To try and understand the original code, I instrumented it after making some minor changes (saved in multiple31.c
and compiled to multiple31
):
/* SO 6021-0236 */
/* Original algorithm with instrumentation */
#include <assert.h>
#include <stdio.h>
#include <stdlib.h>
#include <string.h>
#include <sys/wait.h>
#include <unistd.h>
int main(int argc, char **argv)
{
assert(argc > 2);
char *nameExec = argv[1];
char *time;
int number = argc - 2;
if (number == 1)
{
printf("%d: name = %s; time = %s\n", (int)getpid(), nameExec, argv[2]);
execl(argv[1], nameExec, argv[2], NULL);
}
else
{
for (int i = 2; i <= number; i++) // Idempotent change in condition
{
printf("%d: i = %d; number = %d\n", (int)getpid(), i, number);
pid_t kid = fork();
if (kid == 0)
{
time = argv[i];
printf("%d: i = %d; time = %s; ppid = %d\n",
(int)getpid(), i, time, (int)getppid());
}
else
{
time = argv[i + 1];
printf("%d: i = %d; time = %s; waiting for %d\n",
(int)getpid(), i, time, (int)kid);
int status;
int corpse = wait(&status);
printf("%d: i = %d; time = %s; PID %d exited with status 0x%.4X\n",
(int)getpid(), i, time, corpse, status);
}
}
printf("%d: name = %s; time = %s\n", (int)getpid(), nameExec, time);
execl(argv[1], nameExec, time, NULL);
}
printf("%d: this should not be reached!\n", (int)getpid());
return 0;
}
When run with 4 times, it produces output such as:
$ multiple31 count23 5 4 3 2
54575: i = 2; number = 4
54575: i = 2; time = 4; waiting for 54576
54576: i = 2; time = 5; ppid = 54575
54576: i = 3; number = 4
54576: i = 3; time = 3; waiting for 54577
54577: i = 3; time = 4; ppid = 54576
54577: i = 4; number = 4
54577: i = 4; time = 2; waiting for 54578
54578: i = 4; time = 3; ppid = 54577
54578: name = count23; time = 3
54578: start
54578: 3
54578: 2
54578: 1
54578: done
54577: i = 4; time = 2; PID 54578 exited with status 0x0000
54577: name = count23; time = 2
54577: start
54577: 2
54577: 1
54577: done
54576: i = 3; time = 3; PID 54577 exited with status 0x0000
54576: i = 4; number = 4
54576: i = 4; time = 2; waiting for 54579
54579: i = 4; time = 3; ppid = 54576
54579: name = count23; time = 3
54579: start
54579: 3
54579: 2
54579: 1
54579: done
54576: i = 4; time = 2; PID 54579 exited with status 0x0000
54576: name = count23; time = 2
54576: start
54576: 2
54576: 1
54576: done
54575: i = 2; time = 4; PID 54576 exited with status 0x0000
54575: i = 3; number = 4
54575: i = 3; time = 3; waiting for 54580
54580: i = 3; time = 4; ppid = 54575
54580: i = 4; number = 4
54580: i = 4; time = 2; waiting for 54581
54581: i = 4; time = 3; ppid = 54580
54581: name = count23; time = 3
54581: start
54581: 3
54581: 2
54581: 1
54581: done
54580: i = 4; time = 2; PID 54581 exited with status 0x0000
54580: name = count23; time = 2
54580: start
54580: 2
54580: 1
54580: done
54575: i = 3; time = 3; PID 54580 exited with status 0x0000
54575: i = 4; number = 4
54575: i = 4; time = 2; waiting for 54582
54582: i = 4; time = 3; ppid = 54575
54582: name = count23; time = 3
54582: start
54582: 3
54582: 2
54582: 1
54582: done
54575: i = 4; time = 2; PID 54582 exited with status 0x0000
54575: name = count23; time = 2
54575: start
54575: 2
54575: 1
54575: done
$
Tracing through why that's the output is fiendish.
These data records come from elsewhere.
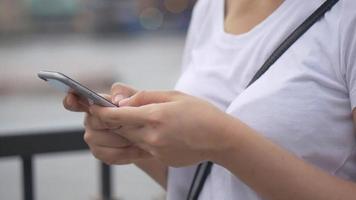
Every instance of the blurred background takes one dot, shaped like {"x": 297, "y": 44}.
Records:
{"x": 97, "y": 42}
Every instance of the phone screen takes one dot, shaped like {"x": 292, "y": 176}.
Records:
{"x": 66, "y": 84}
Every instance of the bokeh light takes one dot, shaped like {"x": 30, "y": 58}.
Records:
{"x": 151, "y": 18}
{"x": 176, "y": 6}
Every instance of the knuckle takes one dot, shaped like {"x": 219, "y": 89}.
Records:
{"x": 140, "y": 97}
{"x": 154, "y": 140}
{"x": 88, "y": 137}
{"x": 155, "y": 117}
{"x": 116, "y": 87}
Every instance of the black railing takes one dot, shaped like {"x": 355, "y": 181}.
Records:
{"x": 28, "y": 145}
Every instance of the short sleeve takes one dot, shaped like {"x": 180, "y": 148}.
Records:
{"x": 348, "y": 47}
{"x": 193, "y": 30}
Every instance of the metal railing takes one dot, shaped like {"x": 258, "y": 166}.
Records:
{"x": 27, "y": 145}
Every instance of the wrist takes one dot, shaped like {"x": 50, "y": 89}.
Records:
{"x": 229, "y": 142}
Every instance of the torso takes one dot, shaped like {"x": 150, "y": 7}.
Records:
{"x": 303, "y": 103}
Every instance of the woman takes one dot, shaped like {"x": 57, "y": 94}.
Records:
{"x": 290, "y": 135}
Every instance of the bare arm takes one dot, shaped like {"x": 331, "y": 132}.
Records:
{"x": 276, "y": 174}
{"x": 155, "y": 169}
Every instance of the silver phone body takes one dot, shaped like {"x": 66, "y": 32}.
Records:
{"x": 66, "y": 84}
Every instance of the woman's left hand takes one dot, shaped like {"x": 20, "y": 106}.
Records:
{"x": 176, "y": 128}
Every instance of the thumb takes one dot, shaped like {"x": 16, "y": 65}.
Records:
{"x": 148, "y": 97}
{"x": 121, "y": 91}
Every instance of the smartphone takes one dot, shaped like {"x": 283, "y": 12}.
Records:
{"x": 66, "y": 84}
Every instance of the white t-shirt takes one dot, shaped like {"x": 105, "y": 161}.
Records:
{"x": 303, "y": 103}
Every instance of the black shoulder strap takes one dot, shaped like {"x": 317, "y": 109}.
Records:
{"x": 203, "y": 170}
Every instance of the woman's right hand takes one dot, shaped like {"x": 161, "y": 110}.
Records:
{"x": 106, "y": 145}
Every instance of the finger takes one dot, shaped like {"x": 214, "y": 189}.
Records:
{"x": 105, "y": 139}
{"x": 149, "y": 97}
{"x": 94, "y": 123}
{"x": 72, "y": 102}
{"x": 121, "y": 91}
{"x": 115, "y": 117}
{"x": 119, "y": 156}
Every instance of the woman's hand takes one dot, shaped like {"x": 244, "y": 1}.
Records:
{"x": 176, "y": 128}
{"x": 105, "y": 145}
I started writing an explanation, but I found that my explanation didn't match the actual output — yet again. However, instrumentation along the lines shown is how I usually understand what's going on. One of the key points (simplifying slightly) is that everything is waiting on a child to die except for the one child that is doing its countdown. Running tests with 1, 2, or 3 times instead of 4 is consistent with this, but simpler (simultaneously less confusing and more confusing). Using 5 times increases the amount of output but doesn't really provide more enlightenment.